Set 3, Circuit-Breaker Mechanism: In automated contexts, the circuit-breaker, activatable by the business function control team on signals from Post-Market Monitoring, enables real-time suspension of the AI system’s executable capacity whilst maintaining the commercial channel in advisory or read-only mode (AI Act Article 14(4)(e); DORA Articles 24–27). Activation engages ICT Risk Management’s independent review function, which assesses whether the interruption meets the criteria for DORA major incident classification and escalates its assessment to the competent management authority for determination of applicable reporting obligations.
Conclusions
The purpose of this article was to demonstrate that the Governance Gap and the Accountability Gap are structural legal and organisational challenges that any financial institution deploying AI systems in the delivery of regulated investment services must address by reconsidering its governance infrastructure. The three-function control architecture is the institutional response proposed: designed to align formal governance authority with operative control over AI system behaviour, it provides the organisational and operational framework through which those gaps can be closed.

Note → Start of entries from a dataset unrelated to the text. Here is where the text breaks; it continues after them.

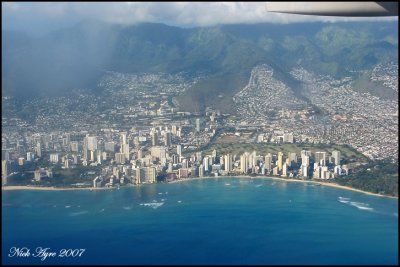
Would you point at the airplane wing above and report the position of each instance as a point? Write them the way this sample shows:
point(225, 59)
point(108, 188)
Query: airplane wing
point(345, 9)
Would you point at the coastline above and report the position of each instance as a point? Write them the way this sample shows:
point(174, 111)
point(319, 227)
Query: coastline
point(290, 180)
point(21, 187)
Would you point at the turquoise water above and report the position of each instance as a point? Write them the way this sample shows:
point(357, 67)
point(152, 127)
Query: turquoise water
point(210, 221)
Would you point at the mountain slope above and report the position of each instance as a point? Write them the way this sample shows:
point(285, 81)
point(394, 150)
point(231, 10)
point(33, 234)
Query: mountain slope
point(76, 57)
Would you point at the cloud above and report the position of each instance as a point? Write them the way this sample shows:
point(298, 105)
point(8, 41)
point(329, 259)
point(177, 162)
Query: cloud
point(49, 15)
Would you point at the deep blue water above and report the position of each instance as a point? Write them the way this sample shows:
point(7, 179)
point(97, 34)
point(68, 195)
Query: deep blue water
point(210, 221)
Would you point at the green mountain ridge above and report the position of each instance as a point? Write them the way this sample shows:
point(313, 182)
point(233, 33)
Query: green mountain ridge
point(77, 56)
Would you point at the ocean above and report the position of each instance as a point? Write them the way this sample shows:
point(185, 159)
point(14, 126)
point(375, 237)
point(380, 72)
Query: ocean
point(202, 221)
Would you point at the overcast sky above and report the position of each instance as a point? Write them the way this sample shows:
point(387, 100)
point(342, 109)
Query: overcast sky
point(38, 18)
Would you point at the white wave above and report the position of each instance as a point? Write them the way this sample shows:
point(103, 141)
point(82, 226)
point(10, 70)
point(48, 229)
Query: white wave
point(153, 205)
point(360, 205)
point(78, 213)
point(344, 200)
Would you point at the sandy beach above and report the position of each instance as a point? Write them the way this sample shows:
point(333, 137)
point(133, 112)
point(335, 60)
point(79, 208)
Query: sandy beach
point(6, 188)
point(289, 180)
point(21, 187)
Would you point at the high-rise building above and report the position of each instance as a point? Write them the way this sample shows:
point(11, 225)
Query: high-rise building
point(201, 170)
point(284, 169)
point(288, 138)
point(280, 161)
point(320, 157)
point(173, 129)
point(4, 172)
point(158, 152)
point(336, 155)
point(74, 146)
point(305, 160)
point(123, 138)
point(126, 150)
point(197, 125)
point(206, 163)
point(39, 150)
point(244, 163)
point(109, 146)
point(179, 150)
point(154, 138)
point(228, 163)
point(167, 139)
point(120, 158)
point(54, 158)
point(268, 162)
point(92, 143)
point(148, 174)
point(304, 169)
point(293, 158)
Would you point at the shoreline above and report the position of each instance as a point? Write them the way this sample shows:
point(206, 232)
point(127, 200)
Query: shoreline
point(22, 187)
point(52, 188)
point(289, 180)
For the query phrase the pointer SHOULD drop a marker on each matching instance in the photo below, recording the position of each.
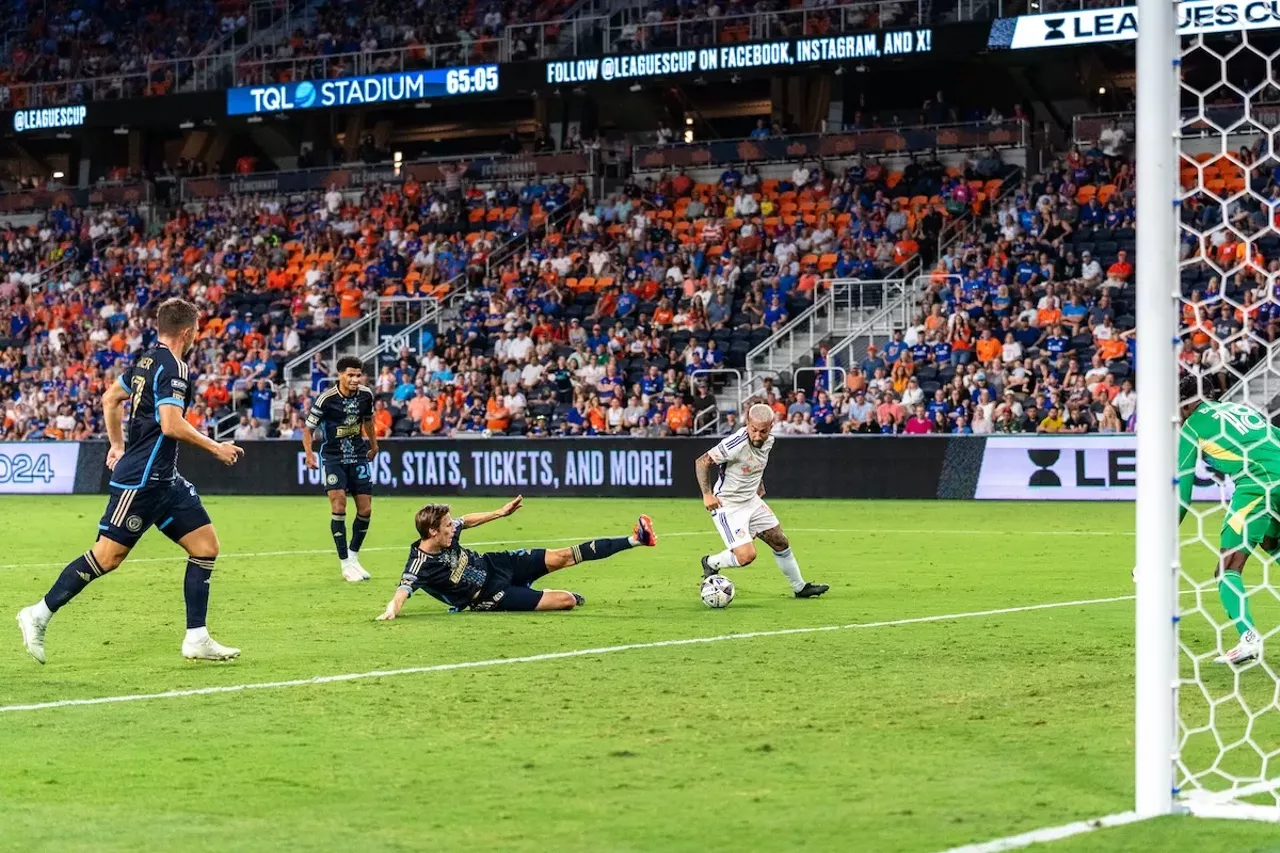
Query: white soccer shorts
(741, 523)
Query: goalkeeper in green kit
(1239, 443)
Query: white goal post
(1207, 735)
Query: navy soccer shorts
(355, 478)
(173, 507)
(511, 574)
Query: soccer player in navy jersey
(497, 580)
(343, 415)
(146, 488)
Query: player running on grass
(1239, 443)
(731, 477)
(348, 445)
(146, 488)
(464, 579)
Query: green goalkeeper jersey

Effective governance of AI systems is not, at its core, purely a matter of technical compliance architecture. It is equally a question of institutional culture — specifically, whether the firm is organised in a way that enables meaningful collaboration between the departments that hold formal authority, operational control, and independent oversight. What is at stake is institutional control: the capacity to determine, from within the firm’s governance structure, what objectives the AI system pursues, whose interests it serves, and what risks it generates. It is through the integration of the three functions alone that the architecture operates as a real system of control rather than a formal allocation of roles.
Where institutional culture does not support that integration, the gap between formal responsibility and real power widens: the management body is held accountable for outcomes it lacks the organisational capacity to control. The governance framework set out in this article is designed to prevent that outcome.
For further information, please contact:
Giuseppe D’Agostino, Bird & Bird
giuseppe.dagostino@twobirds.com
[1] An AI system constitutes the cognitive infrastructure of a regulated service where it structurally shapes the decisional landscape within which the firm operates — by directly generating a recommendation or by configuring the parameters, weightings and constraints within which that recommendation is produced — as distinct from systems that support operators on demand or process data for reporting purposes.